Is temporal bone fracture serious?

Is temporal bone fracture serious?

Temporal bone fracture is actually not that serious. Even if it occurs, it can get better quickly as long as the right medicine is taken. However, you must pay attention to rest, which is the fastest way to make the fracture better. During this period, you can also inject some antibiotics into your body. These can prevent yourself from getting some infection and aggravating your symptoms.

For patients with this disease, the first thing to do is to follow the principles of craniocerebral surgery, including lying still, resisting shock, and receiving intravenous infusion of intracranial pressure-reducing drugs. At the same time, symptomatic treatment should be given according to the patient's clinical manifestations, mainly including the following points:

1. For those with eardrum damage, use treatment and avoid medication or flushing.

2. People with cerebrospinal fluid otorrhea should not have their ear canals blocked.

3. A large amount of antibiotics should be given to prevent intracranial infection;

4. For those who do not recover for a long time, meningeal repair surgery will be performed after the condition improves.

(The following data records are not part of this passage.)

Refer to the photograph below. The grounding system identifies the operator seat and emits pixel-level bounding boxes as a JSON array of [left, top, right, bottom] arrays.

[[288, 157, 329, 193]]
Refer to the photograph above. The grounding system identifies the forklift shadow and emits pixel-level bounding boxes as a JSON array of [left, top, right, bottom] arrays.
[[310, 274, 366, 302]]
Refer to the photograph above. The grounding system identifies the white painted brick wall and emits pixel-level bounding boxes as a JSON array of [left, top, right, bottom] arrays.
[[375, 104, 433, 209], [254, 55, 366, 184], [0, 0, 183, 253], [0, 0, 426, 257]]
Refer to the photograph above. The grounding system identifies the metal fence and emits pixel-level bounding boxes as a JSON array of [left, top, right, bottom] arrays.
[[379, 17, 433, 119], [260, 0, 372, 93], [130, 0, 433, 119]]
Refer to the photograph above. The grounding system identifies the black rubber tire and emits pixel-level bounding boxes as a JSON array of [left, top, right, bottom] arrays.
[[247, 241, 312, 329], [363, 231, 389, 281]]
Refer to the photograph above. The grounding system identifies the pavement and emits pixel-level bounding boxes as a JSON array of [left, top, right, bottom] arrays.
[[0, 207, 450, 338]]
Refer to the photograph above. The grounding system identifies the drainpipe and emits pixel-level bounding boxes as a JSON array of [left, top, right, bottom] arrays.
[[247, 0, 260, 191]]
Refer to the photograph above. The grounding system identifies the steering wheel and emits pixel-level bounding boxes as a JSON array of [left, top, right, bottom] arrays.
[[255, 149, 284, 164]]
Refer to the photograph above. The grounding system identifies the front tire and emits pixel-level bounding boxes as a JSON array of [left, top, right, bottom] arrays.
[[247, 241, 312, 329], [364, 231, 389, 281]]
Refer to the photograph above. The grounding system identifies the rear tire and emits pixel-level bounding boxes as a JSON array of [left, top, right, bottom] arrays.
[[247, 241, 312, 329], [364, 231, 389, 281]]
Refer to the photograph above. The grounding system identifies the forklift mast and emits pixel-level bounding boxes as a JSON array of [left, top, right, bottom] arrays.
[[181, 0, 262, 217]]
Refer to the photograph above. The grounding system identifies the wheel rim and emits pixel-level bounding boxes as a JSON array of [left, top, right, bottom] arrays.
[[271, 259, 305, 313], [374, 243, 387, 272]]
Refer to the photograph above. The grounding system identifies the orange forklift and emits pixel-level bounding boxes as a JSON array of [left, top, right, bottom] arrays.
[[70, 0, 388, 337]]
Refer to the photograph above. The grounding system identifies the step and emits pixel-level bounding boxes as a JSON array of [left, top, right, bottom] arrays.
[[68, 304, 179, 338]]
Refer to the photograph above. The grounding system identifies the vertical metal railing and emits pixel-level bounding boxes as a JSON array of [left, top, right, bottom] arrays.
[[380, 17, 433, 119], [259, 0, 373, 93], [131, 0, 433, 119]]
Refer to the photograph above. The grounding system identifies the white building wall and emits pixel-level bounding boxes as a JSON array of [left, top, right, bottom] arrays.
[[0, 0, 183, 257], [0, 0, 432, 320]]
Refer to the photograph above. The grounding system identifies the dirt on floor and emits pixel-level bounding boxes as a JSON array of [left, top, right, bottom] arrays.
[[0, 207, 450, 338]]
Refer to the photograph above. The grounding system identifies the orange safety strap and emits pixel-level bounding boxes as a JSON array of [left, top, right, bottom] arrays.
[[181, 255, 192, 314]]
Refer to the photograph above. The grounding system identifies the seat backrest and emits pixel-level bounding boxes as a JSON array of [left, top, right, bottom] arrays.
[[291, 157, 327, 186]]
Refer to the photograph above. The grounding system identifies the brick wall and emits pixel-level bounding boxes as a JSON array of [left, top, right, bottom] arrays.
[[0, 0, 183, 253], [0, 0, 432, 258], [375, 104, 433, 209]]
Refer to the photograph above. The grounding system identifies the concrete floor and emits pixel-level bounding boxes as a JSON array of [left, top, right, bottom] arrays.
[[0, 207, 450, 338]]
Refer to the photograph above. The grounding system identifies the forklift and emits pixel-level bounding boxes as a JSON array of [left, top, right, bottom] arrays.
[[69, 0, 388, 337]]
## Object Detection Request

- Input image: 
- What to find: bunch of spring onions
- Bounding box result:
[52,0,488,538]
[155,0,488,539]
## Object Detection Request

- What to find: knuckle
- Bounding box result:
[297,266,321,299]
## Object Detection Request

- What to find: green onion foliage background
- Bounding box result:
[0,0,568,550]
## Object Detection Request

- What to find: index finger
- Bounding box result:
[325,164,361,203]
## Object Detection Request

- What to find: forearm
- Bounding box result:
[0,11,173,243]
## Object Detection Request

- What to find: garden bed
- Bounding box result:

5. If acute suppurative otitis media occurs in the affected ear, mastoidectomy should be considered to allow for smooth drainage to the outside.

6. For patients with vestibular symptoms, sedatives should be given.

7. For patients with facial paralysis, facial nerve exploration should be considered after the condition stabilizes.

8. For patients who suffer only from conductive hearing loss, traumatic ossicular chain disruption should be considered, and tympanoplasty can be performed later to improve hearing.

Treatment options

1. Temporal bone fractures often occur in craniocerebral trauma, and when treating them, attention should be paid to the main issues that threaten the patient's life. If the airway is kept open, tracheotomy should be performed if necessary to improve intracranial hypoxia, control bleeding, and provide timely fluid replacement or blood transfusion to prevent hemorrhagic shock. Maintain the normal function of the circulatory system. If symptoms of increased intracranial pressure or persistent bleeding in the external auditory canal occur, the possibility of rupture of large blood vessels such as the middle meningeal artery or sigmoid sinus should be considered, and a neurosurgeon should be consulted to jointly rescue the patient.

2. Use antibiotics and other drugs in a timely manner to prevent intracranial ear infections and pay attention to ear disinfection. If the patient's general condition permits, blood or dirt in the external auditory canal should be removed under strict aseptic operation. If there is cerebrospinal fluid otorrhea, do not pack the external auditory canal. Just place a sterilized cotton ball at the opening of the external auditory canal. Most otorrhea can stop on its own. If it has not stopped after 2-3 weeks, if the condition permits, the temporalis muscle or fascia can be used through the ear to cover the defect in the meninges to control cerebrospinal fluid leakage.

3. If the injury is not fully understood, skull base X-rays and CT scans, neurological examinations and ear examinations should be performed after the general condition stabilizes or improves. If there are sequelae such as tympanic membrane perforation, ossicular rupture, conductive hearing loss or facial nerve paralysis, tympanoplasty or facial nerve surgery can be performed at a later stage.